I was pontificating today on warp (or any non-hyper dimensional FTL) as depicted in fiction. I think it's been touched on in dialog in shows, but not so much in the special effects. It's basically this:
Say you're a light hour away from a ship (we'll call it The Example that has been sitting in Earth orbit. From Earth, it warps over to you (probably arriving in a couple seconds).
The obsever (we're assuming he has some long range equipment) would be able to see the ship in Earth's orbit, and then, suddenly, directly in front of him.
That's not the weird part, though. The weird part is that (for the next hour), you would see a blurred overlapping image of the ship that just arrived extending ALL the way back to Earth, with the line slowly reducing in length BACKWARDS until it vanished at the ship's starting point and everything went back to normal.
Of course, that's assuming that the light from the ship behaved normally as the ship traveled at warp. If the light was ALSO in the warp bubble and traveled with the ship, then everything might appear completely normal. (Except that you would still see the ship happily orbiting Earth for the next hour, because that was an hour ago, and it hadn't left yet.)
I've run into some debates online regarding this, and a few people who also misunderstand the term "relativity of simultaneity." Simply put, THAT term refers to the fact that two objects traveling at different speeds experience time at different speeds. (That is, the faster you go, the less time you experience. Which has been proven, actually!) But the people
I've debated believe that each traveler's subjective time is objectively REAL time, which makes the math (and logic) go insane. If we simply instead assume that there is a "base" time (ie, the speed that time goes when an object is motionless) and adjust all other subjective factors based on that? Everything works out just fine. And that last part is what
makes real-life FTL without time travel theoretically (if not yet practically) possible.
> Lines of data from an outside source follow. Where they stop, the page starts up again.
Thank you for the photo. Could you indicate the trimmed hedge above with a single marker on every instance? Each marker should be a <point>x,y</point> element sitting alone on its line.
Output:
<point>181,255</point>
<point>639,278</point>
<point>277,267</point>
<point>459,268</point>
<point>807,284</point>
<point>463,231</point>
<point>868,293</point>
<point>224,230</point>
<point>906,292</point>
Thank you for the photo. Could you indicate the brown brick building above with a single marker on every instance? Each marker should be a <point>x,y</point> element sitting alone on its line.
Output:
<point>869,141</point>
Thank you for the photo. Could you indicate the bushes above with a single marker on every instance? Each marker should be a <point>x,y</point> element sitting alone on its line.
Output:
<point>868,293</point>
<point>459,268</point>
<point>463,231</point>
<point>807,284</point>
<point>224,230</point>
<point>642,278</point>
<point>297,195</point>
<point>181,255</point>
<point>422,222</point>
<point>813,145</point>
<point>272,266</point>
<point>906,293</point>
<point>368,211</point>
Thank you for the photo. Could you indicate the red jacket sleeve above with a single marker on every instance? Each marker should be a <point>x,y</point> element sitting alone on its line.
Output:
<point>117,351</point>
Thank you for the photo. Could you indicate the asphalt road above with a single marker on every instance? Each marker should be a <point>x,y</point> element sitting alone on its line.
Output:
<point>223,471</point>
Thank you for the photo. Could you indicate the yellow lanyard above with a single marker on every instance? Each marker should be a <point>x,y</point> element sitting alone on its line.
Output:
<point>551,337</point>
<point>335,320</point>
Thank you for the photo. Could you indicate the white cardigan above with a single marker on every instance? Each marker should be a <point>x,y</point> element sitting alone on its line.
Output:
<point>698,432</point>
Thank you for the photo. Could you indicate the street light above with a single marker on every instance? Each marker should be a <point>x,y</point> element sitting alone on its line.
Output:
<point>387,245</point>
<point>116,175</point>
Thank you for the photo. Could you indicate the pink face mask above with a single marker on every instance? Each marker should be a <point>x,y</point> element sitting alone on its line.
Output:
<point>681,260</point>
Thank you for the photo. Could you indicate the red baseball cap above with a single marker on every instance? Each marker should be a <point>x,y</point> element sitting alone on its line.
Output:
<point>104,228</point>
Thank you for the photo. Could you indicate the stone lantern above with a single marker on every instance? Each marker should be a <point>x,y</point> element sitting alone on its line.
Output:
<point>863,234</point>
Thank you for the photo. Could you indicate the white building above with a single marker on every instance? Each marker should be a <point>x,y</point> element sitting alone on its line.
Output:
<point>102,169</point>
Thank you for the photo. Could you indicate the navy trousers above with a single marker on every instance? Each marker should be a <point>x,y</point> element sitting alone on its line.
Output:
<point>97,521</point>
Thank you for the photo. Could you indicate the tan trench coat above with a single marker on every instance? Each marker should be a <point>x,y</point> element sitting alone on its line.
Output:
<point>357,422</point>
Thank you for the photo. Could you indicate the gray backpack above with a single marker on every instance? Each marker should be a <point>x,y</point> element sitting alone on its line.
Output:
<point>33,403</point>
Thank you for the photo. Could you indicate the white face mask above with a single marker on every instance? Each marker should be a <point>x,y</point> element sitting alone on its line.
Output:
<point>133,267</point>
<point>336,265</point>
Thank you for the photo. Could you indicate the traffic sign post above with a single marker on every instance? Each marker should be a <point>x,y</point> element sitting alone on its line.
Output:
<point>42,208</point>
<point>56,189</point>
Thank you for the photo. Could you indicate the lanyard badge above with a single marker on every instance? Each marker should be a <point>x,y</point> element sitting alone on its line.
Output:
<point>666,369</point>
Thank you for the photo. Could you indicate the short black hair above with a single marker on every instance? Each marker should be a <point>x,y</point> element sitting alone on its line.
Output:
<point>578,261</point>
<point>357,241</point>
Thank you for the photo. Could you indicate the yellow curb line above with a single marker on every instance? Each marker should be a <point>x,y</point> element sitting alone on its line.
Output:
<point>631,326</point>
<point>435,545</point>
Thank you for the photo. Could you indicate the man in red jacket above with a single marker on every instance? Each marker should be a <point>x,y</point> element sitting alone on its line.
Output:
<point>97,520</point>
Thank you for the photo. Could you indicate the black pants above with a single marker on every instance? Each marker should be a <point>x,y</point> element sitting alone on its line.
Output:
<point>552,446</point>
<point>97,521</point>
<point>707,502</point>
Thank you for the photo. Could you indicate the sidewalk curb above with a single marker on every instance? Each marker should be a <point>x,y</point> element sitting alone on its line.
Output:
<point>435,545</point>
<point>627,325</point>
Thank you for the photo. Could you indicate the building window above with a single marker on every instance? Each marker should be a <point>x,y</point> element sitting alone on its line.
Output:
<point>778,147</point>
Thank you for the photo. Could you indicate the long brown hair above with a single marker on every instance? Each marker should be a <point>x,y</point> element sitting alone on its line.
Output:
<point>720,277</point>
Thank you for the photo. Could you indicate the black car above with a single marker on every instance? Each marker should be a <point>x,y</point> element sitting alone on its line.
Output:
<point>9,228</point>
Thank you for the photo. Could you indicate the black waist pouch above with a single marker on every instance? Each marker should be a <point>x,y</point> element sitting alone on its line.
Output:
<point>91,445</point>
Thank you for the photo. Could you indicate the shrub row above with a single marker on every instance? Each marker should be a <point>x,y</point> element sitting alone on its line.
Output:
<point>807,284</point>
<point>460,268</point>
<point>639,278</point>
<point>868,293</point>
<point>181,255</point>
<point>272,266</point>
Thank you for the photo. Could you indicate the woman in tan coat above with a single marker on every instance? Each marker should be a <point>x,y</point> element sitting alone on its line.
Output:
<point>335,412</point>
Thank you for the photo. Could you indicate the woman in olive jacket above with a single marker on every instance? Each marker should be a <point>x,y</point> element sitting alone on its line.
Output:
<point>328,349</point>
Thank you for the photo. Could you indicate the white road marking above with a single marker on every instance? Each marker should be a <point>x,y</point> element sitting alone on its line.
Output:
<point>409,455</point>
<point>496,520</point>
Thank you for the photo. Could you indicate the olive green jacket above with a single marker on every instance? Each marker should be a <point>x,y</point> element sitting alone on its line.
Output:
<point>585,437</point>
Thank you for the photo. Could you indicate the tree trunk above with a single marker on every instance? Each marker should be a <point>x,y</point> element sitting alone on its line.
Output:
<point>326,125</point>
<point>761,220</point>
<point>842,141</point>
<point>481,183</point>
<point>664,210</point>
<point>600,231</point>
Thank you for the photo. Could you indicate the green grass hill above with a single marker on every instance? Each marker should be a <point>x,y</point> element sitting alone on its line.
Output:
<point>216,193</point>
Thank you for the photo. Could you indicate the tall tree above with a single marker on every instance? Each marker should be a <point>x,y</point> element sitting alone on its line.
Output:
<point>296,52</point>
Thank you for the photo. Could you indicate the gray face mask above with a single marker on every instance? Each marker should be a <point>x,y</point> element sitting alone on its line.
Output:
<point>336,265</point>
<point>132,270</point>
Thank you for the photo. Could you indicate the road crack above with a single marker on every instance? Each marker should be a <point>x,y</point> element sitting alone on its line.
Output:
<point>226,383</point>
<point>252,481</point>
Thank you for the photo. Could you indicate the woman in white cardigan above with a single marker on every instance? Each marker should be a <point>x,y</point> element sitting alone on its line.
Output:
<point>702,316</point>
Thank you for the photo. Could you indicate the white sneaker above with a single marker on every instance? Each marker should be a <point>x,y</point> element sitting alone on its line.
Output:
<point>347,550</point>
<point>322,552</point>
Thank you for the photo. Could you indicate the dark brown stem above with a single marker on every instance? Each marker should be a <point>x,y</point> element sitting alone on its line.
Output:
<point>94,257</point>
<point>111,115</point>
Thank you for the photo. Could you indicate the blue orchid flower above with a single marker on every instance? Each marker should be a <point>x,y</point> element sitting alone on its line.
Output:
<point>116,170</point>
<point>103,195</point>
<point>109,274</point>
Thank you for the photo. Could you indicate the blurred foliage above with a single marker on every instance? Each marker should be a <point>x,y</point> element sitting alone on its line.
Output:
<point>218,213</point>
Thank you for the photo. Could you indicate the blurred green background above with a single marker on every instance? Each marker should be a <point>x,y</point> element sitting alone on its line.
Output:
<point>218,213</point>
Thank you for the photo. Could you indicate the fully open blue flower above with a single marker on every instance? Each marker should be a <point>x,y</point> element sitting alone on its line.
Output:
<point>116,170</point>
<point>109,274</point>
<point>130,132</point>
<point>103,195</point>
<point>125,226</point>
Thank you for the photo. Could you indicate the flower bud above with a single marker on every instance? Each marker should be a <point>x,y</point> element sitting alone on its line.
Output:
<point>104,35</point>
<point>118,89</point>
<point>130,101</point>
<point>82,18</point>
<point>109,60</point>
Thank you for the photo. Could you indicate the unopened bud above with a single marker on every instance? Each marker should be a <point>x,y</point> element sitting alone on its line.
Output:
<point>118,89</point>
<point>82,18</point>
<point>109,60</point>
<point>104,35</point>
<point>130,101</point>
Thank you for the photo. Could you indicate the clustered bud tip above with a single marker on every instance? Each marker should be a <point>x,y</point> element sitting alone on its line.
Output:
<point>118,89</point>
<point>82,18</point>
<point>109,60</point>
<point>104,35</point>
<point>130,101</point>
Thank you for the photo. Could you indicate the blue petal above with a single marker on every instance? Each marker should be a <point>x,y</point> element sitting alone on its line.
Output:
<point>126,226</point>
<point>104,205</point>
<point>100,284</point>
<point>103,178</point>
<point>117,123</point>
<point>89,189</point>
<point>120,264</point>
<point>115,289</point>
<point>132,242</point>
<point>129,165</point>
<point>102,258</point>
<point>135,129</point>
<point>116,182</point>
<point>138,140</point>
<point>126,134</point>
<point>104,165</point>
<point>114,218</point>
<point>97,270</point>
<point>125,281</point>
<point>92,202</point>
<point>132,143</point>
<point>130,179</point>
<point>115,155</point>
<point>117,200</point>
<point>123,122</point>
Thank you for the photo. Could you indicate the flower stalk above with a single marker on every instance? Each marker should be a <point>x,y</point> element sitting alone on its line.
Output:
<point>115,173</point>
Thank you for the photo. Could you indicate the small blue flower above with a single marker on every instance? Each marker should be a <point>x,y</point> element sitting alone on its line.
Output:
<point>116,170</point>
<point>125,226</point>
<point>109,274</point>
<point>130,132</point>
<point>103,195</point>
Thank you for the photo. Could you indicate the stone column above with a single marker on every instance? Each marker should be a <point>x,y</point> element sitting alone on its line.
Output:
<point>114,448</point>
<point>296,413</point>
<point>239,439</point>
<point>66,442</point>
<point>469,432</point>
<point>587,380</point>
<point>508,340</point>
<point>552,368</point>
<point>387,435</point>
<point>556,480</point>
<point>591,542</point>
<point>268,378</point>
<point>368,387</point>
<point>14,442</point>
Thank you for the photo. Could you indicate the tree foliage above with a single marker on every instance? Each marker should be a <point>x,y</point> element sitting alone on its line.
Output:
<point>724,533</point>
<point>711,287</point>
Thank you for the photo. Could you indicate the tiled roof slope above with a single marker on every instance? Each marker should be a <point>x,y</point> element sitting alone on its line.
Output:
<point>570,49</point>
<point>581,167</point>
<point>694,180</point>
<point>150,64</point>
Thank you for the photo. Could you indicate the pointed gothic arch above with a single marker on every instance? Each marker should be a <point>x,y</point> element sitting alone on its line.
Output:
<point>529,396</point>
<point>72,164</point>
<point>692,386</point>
Comments from the tagboard:
02/01/21 11:50 AM
: The other thing is distance. Even at 1 light-hour away, the image of the ship will be smaller because of the way our eyes work. They can only pull in light from a certain angle and the smaller the amount of light there is the less noticeable it is. If we're talking ship's sensors, then in theory it's possible to record it all but one might see
anything from a pin-prick sized light source to a small moon sized light source, if they're lucky! :D I think there's some raytracing programs that can accurately model such things!
02/01/21 11:46 AM
: The whole 'light traveling' thing is a bit confusing, isn't it? My observation of your fictional scenario would be that, unless you know exactly what you're looking for, and know where to look, you might miss the light show! A lot of astronomical light shows only get recorded because someone was there to record them in the first place!